A NELSON solicitor and Euro-MP today blasted sport manufacturers ahead of the World Cup for exploiting workers.

As millions of fans from nations across the globe wear their country's shirts, Sajjad Karim said the major sporting brands who produce the shirts were making their staff work in squalid conditions.

Mr Karim, Liberal Democrat spokesman on human rights, said major companies were willing to fork out millions in sponsorship to top teams and players, but were exploiting' workers in Asia.

He said: "The World Cup is supposed to be a showcase for fairness and human achievement.

"Workers in the developing world have a right to benefit from those ideals when it is their labour and sacrifices which allow football to be played, by making the kits and equipment.

"The sportswear industry is violating the spirit of the game by exploiting and abusing workers' rights."

Mr Karim hit out as Oxfam published a report 'Offside! Labour Rights and Sportswear Production in Asia'.

It found that workers in factories, many of them women from poor areas, were forced to work long overtime, sometimes unpaid, and given wages too low to live on.

In response to previous claims of exploitation, major firms agreed to set up a code of practice with its suppliers, but Mr Karim said more needed to be done.

He added: "Nike can afford to give the Brazilian national team 13million euros a year and Adidas pays a single player, Zidane, 1.5million euros a year.

"Meanwhile the Asian workers who make their sports gear are paid as little as 47 cents an hour.

"This is outrageous.

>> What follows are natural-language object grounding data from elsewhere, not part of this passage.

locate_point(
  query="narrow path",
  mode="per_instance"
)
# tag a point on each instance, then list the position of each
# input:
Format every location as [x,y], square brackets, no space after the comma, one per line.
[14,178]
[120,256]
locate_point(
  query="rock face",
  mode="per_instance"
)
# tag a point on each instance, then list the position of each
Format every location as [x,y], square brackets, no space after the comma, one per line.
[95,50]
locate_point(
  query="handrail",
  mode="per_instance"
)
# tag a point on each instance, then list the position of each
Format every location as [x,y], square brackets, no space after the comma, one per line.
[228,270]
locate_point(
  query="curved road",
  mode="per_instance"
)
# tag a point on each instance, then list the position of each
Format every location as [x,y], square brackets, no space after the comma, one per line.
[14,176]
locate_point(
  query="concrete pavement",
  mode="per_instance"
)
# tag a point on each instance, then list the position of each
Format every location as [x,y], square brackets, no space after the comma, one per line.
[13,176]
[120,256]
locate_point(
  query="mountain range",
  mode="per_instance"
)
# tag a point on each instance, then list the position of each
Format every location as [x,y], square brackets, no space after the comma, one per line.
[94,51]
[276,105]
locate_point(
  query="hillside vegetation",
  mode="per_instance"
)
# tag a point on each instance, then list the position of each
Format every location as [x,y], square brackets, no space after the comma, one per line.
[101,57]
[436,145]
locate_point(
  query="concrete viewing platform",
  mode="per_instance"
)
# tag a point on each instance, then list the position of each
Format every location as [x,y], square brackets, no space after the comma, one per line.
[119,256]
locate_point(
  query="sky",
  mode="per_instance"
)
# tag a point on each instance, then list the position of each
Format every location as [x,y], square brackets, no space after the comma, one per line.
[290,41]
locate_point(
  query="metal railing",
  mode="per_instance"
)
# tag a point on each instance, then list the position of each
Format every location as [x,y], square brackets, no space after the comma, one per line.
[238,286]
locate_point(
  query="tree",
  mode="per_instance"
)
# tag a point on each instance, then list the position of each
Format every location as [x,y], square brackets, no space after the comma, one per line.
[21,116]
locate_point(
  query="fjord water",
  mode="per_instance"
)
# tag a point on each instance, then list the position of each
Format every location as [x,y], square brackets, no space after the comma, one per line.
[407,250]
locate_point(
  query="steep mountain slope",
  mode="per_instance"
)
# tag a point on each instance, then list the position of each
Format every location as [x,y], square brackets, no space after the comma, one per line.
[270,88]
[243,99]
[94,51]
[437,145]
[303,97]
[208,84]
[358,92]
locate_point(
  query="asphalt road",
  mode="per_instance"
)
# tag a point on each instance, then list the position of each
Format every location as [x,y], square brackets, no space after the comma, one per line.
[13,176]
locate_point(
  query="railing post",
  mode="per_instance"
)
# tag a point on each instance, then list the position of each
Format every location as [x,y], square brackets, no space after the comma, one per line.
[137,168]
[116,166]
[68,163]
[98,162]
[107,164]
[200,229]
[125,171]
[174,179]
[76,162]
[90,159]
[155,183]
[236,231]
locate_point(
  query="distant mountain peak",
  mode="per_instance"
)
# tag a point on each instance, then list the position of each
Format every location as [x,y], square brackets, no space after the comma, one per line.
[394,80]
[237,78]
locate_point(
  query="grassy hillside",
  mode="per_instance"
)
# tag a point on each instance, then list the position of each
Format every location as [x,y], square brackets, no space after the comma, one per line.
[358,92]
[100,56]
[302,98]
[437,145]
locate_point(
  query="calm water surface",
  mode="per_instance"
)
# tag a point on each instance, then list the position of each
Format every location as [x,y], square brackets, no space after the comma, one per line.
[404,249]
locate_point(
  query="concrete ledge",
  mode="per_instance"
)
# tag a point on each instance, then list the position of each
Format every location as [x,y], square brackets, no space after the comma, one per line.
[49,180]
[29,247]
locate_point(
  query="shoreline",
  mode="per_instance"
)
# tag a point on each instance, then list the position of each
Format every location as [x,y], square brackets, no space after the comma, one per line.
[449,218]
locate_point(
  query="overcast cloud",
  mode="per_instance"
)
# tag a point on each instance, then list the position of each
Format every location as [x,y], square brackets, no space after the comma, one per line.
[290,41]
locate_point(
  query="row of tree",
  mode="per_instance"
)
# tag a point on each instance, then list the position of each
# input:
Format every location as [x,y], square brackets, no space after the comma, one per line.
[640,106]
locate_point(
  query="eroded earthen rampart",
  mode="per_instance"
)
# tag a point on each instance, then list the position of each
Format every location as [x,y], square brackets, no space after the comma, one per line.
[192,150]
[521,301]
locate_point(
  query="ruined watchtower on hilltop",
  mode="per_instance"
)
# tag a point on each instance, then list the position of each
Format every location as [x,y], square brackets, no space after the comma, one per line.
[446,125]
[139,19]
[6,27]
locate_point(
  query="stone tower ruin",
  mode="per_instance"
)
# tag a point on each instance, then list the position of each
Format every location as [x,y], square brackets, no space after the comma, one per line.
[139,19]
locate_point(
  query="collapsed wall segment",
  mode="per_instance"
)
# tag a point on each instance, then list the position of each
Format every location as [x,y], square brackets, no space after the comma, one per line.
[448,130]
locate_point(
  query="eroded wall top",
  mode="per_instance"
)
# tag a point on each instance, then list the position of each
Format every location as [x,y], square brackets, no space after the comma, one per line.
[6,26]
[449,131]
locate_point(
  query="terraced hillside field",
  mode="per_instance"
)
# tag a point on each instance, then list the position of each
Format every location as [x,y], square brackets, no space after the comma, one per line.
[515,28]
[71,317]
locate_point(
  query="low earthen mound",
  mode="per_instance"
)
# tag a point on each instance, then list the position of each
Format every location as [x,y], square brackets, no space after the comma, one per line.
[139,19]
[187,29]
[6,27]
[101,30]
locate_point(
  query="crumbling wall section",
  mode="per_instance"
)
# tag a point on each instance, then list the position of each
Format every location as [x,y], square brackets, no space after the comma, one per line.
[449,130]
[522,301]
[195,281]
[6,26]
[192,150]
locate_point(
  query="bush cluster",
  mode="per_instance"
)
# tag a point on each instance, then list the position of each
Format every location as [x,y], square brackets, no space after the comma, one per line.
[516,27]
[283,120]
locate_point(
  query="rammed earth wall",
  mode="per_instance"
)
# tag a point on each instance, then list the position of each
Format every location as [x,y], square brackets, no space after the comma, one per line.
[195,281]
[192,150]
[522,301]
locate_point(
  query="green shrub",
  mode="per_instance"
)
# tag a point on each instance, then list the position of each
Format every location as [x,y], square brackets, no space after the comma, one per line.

The fat-cat sports companies must share the fruits of their labour with the labourers."

Representing the sportswear industry, Jane Montgomery, spokes-woman for the Federations of Sports and Play Associations, said the companies, who would look at the findings of the study, were striving to improve conditions and were pushing for factory owners to raise standards.

She added: "The solutions to these problems lie not with us but remain largely the domain of governments and civil society.

"We are prepared to work locally and globally within our spheres of influence to make a difference."